CHEP 2016 Conference, San Francisco, October 8-14, 2016

Name: CHEP 2016 Conference, San Francisco, October 8-14, 2016
Start: 2016-10-10T08:00:00-07:00
End: 2016-10-14T18:00:00-07:00
Location: San Francisco Marriott Marquis

10–14 Oct 2016

San Francisco Marriott Marquis

America/Los_Angeles timezone

Integrated monitoring of the ATLAS online computing farm

11 Oct 2016, 15:30

1h 15m

San Francisco Marriott Marquis

Poster Track 7: Middleware, Monitoring and Accounting Posters A / Break

Daniel Fazio (CERN)

The online farm of the ATLAS experiment at the LHC, consisting of nearly 4000 PCs with various characteristics, provides configuration and control of the detector and performs the collection, processing, selection and conveyance of event data from the front-end electronics to mass storage.
The status and health of every host must be constantly monitored to ensure the correct and reliable operation of the whole online system. This is the first line of defense, which should not only promptly provide alerts in case of failure but, whenever possible, warn of impending issues.
The monitoring system should be able to check up to 100000 health parameters and provide alerts on a selected subset.
In this paper we present the implementation and validation of our new monitoring and alerting system based on Icinga 2 and Ganglia.

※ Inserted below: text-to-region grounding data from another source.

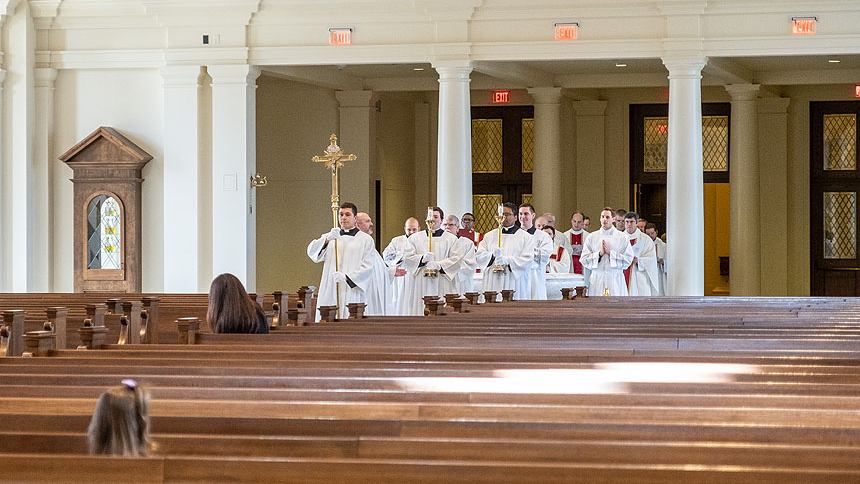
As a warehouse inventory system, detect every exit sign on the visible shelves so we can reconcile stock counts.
[328,27,352,45]
[791,17,818,35]
[553,22,579,40]
[493,91,511,104]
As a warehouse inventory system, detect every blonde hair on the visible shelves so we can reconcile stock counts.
[87,380,152,457]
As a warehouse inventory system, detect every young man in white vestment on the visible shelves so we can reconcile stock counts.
[382,217,421,316]
[514,203,555,299]
[624,212,660,296]
[476,202,535,300]
[563,211,591,287]
[308,202,385,321]
[443,215,478,294]
[645,223,666,296]
[538,226,570,274]
[403,207,463,316]
[355,212,394,316]
[579,207,633,296]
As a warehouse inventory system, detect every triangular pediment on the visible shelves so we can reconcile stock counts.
[60,126,152,166]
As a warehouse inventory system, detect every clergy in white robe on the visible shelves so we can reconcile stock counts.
[476,203,535,300]
[579,209,633,296]
[443,215,478,294]
[624,212,660,296]
[543,225,570,274]
[645,223,666,296]
[514,203,554,299]
[564,212,591,287]
[403,207,463,316]
[307,203,385,321]
[382,217,420,316]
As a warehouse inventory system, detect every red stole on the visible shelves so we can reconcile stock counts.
[624,239,636,292]
[570,232,582,274]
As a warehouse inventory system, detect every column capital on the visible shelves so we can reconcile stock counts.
[528,87,561,104]
[432,60,474,82]
[662,55,708,79]
[758,97,791,114]
[334,91,376,108]
[206,64,260,86]
[571,101,608,116]
[158,66,203,87]
[33,67,58,88]
[726,84,761,101]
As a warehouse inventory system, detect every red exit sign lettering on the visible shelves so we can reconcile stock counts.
[555,23,579,40]
[328,28,352,45]
[791,17,817,35]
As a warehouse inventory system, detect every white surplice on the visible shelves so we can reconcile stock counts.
[308,228,385,321]
[514,227,554,299]
[382,235,409,316]
[654,237,666,296]
[624,229,660,296]
[457,237,478,294]
[579,227,633,296]
[476,225,535,300]
[403,229,463,316]
[546,237,570,274]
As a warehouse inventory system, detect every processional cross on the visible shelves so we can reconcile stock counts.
[311,134,358,319]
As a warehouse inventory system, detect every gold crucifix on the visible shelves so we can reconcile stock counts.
[311,135,358,228]
[311,134,358,319]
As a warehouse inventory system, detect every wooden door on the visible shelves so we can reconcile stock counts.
[470,106,534,233]
[809,101,860,296]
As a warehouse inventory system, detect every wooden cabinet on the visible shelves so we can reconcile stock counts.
[60,126,152,292]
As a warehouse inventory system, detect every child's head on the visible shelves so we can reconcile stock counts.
[87,380,150,457]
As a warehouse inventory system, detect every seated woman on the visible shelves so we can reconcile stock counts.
[206,274,269,334]
[87,380,153,457]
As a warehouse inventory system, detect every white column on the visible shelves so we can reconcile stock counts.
[335,91,381,217]
[663,57,707,296]
[433,61,472,216]
[160,66,204,292]
[27,68,59,292]
[726,84,761,296]
[529,87,564,220]
[572,101,607,221]
[208,65,260,292]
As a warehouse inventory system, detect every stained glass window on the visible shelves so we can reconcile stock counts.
[643,116,729,173]
[472,119,502,173]
[824,192,857,259]
[472,193,502,234]
[824,114,857,170]
[87,195,122,269]
[522,118,535,173]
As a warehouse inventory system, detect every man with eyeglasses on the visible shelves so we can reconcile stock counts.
[456,212,484,248]
[477,202,535,300]
[442,215,478,294]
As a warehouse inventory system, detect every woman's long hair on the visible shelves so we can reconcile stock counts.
[206,274,260,333]
[87,381,152,457]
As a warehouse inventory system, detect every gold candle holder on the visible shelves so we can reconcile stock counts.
[493,203,505,274]
[424,207,439,277]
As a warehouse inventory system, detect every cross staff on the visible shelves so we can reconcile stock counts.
[311,134,358,319]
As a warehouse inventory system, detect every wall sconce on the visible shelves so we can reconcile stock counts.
[251,173,269,188]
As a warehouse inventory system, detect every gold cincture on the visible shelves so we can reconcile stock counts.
[311,135,358,319]
[424,207,439,277]
[493,203,505,274]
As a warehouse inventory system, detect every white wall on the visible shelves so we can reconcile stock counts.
[52,69,165,292]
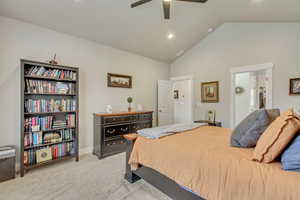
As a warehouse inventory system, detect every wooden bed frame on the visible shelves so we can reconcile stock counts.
[124,134,204,200]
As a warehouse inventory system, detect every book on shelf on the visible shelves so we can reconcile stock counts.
[24,114,76,132]
[66,114,76,127]
[24,128,75,147]
[24,142,75,166]
[25,98,76,113]
[25,79,76,95]
[25,66,76,80]
[24,116,53,132]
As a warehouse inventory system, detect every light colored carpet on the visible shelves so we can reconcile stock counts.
[0,153,170,200]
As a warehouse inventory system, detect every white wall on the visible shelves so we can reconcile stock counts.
[0,17,169,158]
[235,72,251,124]
[171,23,300,127]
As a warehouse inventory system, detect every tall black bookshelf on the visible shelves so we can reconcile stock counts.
[20,59,79,177]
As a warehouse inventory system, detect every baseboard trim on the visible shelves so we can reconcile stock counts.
[16,147,93,173]
[79,147,93,156]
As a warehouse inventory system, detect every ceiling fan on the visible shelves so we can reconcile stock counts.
[131,0,208,19]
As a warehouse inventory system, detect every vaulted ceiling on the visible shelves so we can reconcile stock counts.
[0,0,300,63]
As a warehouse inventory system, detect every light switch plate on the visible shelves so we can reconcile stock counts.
[294,105,300,115]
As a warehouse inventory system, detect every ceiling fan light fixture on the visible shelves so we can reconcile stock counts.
[167,33,175,40]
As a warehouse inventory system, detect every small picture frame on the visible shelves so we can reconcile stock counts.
[107,73,132,88]
[207,110,216,122]
[201,81,219,103]
[174,90,179,99]
[290,78,300,95]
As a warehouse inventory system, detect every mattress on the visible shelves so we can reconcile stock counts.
[129,126,300,200]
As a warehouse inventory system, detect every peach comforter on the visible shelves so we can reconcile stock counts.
[129,126,300,200]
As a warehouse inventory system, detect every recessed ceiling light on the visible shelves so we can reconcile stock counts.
[176,50,184,57]
[250,0,264,4]
[207,28,214,33]
[167,33,175,40]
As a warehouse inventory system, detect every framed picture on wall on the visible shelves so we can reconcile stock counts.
[174,90,179,99]
[201,81,219,103]
[290,78,300,95]
[107,73,132,88]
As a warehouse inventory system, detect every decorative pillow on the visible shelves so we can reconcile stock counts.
[231,110,270,148]
[281,132,300,172]
[252,109,300,163]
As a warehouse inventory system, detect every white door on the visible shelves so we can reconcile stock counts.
[157,80,173,126]
[172,80,193,124]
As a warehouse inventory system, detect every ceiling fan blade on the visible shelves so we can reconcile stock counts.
[177,0,208,3]
[163,1,171,19]
[130,0,152,8]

We describe how the load distribution and high availability features of Icinga 2 allowed us to have a centralised but scalable system, with a configuration model that allows full flexibility while still guaranteeing complete farm coverage. Finally, we cover the integration of Icinga 2 with Ganglia and other data sources, such as SNMP for system information and IPMI for hardware health.

Primary Keyword (Mandatory)	Monitoring

Diana Scannicchio (University of California Irvine (US))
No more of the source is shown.